Performed in a specially made box inspired by the darkened booths of Victorian peep shows, Peep presents one of three short plays about sex and eroticism, depending on the time of day you come to take a peek. The piece I watch through the two-way mirror of my private compartment is ‘Meat’ by Pamela Carter, in which a couple discuss the discovery of pornography in the man’s browsing history.
It’s an ingenious device, inverting the expectation of erotic content initially created by the pornographic howling and panting in our headphones. Instead our voyeurisms must be targeted at something genuinely intimate and embarrassingly private, as the characters are forced to reflect on their attitude towards relationship, gender and sexuality in proximity to the hall-of-mirrors exaggerations that pornography creates. The precise, forensic detail of the dialogue is matched by a white-walled, sterile, comfortable living space that could be any modern apartment.
There are several passages of blistering brilliance in Carter’s script, not least the anatomical, blazoned description of an individual porno whose imperfect innocence is mirrored by its aesthetic tone: ‘the light’s bright, really bright, she’s floating in it. Except there’s a sofa.’ Possession of the conversation switching sides like a tennis match. The man’s pornographic tastes are depicted as abnormal in comparison to the reality of the female body whilst the woman’s shyness and naivety about the topic are seen as equally unusual, creating a fragile balance that questions rather than declares.

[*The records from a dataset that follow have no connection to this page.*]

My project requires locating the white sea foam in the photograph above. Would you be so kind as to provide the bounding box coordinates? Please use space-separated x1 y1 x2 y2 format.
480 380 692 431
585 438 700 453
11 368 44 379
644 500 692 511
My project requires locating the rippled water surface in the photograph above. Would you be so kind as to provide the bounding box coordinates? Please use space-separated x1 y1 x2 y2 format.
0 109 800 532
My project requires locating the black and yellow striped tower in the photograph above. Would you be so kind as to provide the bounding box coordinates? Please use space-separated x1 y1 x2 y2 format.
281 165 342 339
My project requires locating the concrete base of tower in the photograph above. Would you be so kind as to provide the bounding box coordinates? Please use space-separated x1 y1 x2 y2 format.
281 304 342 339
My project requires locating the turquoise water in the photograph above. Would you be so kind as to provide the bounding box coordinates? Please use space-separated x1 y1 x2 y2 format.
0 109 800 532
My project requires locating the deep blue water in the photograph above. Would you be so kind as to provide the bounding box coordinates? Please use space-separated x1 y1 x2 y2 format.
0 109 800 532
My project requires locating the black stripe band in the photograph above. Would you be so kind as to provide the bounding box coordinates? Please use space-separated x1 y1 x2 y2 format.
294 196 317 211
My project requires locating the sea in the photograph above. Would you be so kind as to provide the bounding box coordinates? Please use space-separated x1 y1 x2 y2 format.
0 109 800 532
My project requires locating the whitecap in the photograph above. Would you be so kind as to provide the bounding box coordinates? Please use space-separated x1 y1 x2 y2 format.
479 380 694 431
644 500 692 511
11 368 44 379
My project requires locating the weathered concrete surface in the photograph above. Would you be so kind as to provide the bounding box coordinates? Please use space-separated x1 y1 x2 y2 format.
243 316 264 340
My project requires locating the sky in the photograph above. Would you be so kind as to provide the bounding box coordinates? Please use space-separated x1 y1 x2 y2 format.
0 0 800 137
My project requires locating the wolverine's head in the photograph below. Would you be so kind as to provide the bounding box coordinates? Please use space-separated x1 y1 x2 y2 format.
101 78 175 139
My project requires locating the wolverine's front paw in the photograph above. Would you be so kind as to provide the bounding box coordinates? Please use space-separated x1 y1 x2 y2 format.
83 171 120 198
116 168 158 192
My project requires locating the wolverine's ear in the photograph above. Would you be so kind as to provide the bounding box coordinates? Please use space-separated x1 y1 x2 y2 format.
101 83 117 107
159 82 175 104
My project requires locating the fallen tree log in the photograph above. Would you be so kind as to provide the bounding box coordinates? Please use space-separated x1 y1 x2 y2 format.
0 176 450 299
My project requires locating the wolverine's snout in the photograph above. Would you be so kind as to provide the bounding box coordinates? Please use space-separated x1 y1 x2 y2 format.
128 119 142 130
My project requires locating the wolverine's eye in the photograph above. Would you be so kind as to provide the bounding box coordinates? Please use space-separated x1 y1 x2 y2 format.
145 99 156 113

Not all of the script’s observations live up to this and much of the early dialogue isn’t exactly revelatory: for example that men enjoy pornography whilst blinding themselves to many of its wider implications. And Carter can’t quite find the transcendental heights that writers like David Foster Wallace reach with the same subject matter. But there is a quiet brilliance to this smart and understated project that refuses to leave any topic in the dark.